Urban Land Conservancy’s (ULC) mission is to preserve develop, steward and manage permanently affordable real estate to positively impact lives and communities in Colorado. We bring more than a decade of experience and have invested over $120 million in affordable housing and community-focused real estate development. We are committed to developing assets in partnership with the communities that will be served and impacted by our work, and we value the partnerships we develop with other mission-minded entities, including government agencies and nonprofit partners, to ensure the necessary expertise and community representatives are a significant part of every one of our investments.

With these values in mind, ULC has chosen to no longer be an active partner in conceptualizing an equitable development plan for the approximately 12 acres of land adjacent to Place Bridge Academy in Denver for investments in mixed-income housing, high quality childcare, and publicly-accessible open space.

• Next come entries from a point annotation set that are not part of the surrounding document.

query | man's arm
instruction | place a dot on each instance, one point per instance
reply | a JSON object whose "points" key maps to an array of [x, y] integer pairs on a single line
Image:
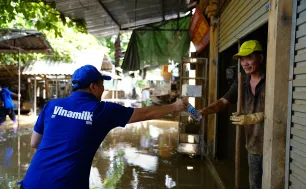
{"points": [[35, 139], [14, 94], [147, 113], [215, 107]]}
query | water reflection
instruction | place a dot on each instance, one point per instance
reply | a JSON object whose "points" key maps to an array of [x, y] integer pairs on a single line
{"points": [[142, 155]]}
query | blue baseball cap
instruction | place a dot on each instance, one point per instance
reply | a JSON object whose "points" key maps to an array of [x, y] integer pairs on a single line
{"points": [[85, 75]]}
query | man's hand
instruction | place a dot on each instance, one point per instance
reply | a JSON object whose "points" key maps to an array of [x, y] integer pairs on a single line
{"points": [[248, 119], [180, 104]]}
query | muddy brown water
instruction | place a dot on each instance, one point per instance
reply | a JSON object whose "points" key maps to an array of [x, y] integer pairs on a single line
{"points": [[140, 156]]}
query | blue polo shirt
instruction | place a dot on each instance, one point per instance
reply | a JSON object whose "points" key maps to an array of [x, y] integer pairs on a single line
{"points": [[6, 97], [72, 129]]}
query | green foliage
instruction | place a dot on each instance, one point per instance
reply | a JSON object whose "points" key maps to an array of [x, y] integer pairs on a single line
{"points": [[115, 172], [38, 14], [66, 37], [109, 42]]}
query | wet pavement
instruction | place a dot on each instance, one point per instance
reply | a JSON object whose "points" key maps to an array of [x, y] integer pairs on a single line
{"points": [[142, 155]]}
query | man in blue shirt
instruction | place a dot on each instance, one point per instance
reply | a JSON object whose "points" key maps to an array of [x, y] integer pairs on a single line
{"points": [[69, 131], [8, 105]]}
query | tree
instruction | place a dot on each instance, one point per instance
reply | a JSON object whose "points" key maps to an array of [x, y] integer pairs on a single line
{"points": [[65, 36], [109, 42]]}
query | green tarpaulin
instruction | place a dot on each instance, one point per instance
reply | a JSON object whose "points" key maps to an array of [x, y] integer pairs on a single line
{"points": [[158, 44]]}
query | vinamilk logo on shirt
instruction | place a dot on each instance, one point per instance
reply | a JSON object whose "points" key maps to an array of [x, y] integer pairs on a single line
{"points": [[84, 115]]}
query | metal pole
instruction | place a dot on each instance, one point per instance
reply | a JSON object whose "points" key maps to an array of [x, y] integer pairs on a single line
{"points": [[238, 127], [35, 96], [18, 103]]}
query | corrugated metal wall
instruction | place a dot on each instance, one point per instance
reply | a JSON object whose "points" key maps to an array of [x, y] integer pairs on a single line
{"points": [[296, 135], [239, 18]]}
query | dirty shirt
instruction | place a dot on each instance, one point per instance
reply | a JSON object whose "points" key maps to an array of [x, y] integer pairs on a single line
{"points": [[72, 130], [5, 95], [251, 104]]}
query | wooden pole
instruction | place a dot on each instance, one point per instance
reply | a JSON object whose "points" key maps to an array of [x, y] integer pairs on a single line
{"points": [[19, 84], [238, 129], [35, 96]]}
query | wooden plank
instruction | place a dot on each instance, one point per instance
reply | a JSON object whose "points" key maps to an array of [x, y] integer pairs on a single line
{"points": [[278, 48], [298, 120], [301, 8], [298, 183], [298, 158], [300, 102], [300, 114], [300, 33], [299, 107], [299, 133], [300, 45], [300, 58], [301, 127], [299, 171], [299, 82], [298, 145], [299, 95]]}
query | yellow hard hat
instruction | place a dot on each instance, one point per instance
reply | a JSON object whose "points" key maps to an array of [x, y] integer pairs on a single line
{"points": [[247, 48]]}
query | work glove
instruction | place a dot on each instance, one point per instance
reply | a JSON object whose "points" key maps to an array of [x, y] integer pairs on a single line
{"points": [[248, 119]]}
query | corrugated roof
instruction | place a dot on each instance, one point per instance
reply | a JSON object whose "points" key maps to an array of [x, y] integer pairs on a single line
{"points": [[107, 17], [47, 67], [29, 41]]}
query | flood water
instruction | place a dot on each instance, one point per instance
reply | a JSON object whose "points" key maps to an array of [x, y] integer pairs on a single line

As Denver Public Schools, local elected officials and neighbors determine the best path forward for the land adjacent to Place Bridge Academy, we urge all involved to carefully consider the following:

  • Denver’s affordability gap continues to rise. According to 2017 data, 122,993 households earned between 0-80% area median income (AMI). 70% of those households were classified as cost burdened (i.e., paying more than 30% of annual income for housing).  In 2019, however, there were only 23,348 income-restricted units available to these households.   Supply is not keeping up with demand.
  • Lack of affordable housing for educators and families from within the DPS system remains of the utmost importance for Denver moving forward. According to a 2017 survey, 94% of school districts in the state of Colorado paid teachers an average salary that is less than what it costs to live in their school district.
  • According to maps of income-restricted housing provided by the Department of Housing Stability, Council District 6 appears to have the least amount of income-restricted affordable housing in Denver. This area needs more designated affordable housing options to attract and retain a diversity of residents.
  • As land values increase, finding solutions to Colorado’s affordable housing crisis will require creative thinking and a willingness to engage the community in shaping solutions. Land in Denver is expensive. Therefore, development of real estate that is truly affordable to families is made all the more difficult without access to affordable land in key locations. Land owned by public or nonprofit entities, such as municipalities, faith-based institutions, and school districts, can serve a critical role in helping to address the dire lack of affordable real estate in our city and region.

While ULC is disappointed that we were unable to present our vision and to meaningfully engage with the surrounding community to establish a mutually beneficial site plan, we look forward to continuing to support efforts by DPS and local elected officials to determine the best path forward with the community. ULC believes real estate is a powerful resource in the creation of truly equitable communities. With that in mind, we will continue our work to create opportunities to meet the growing need for affordable housing and other community investments throughout metro Denver.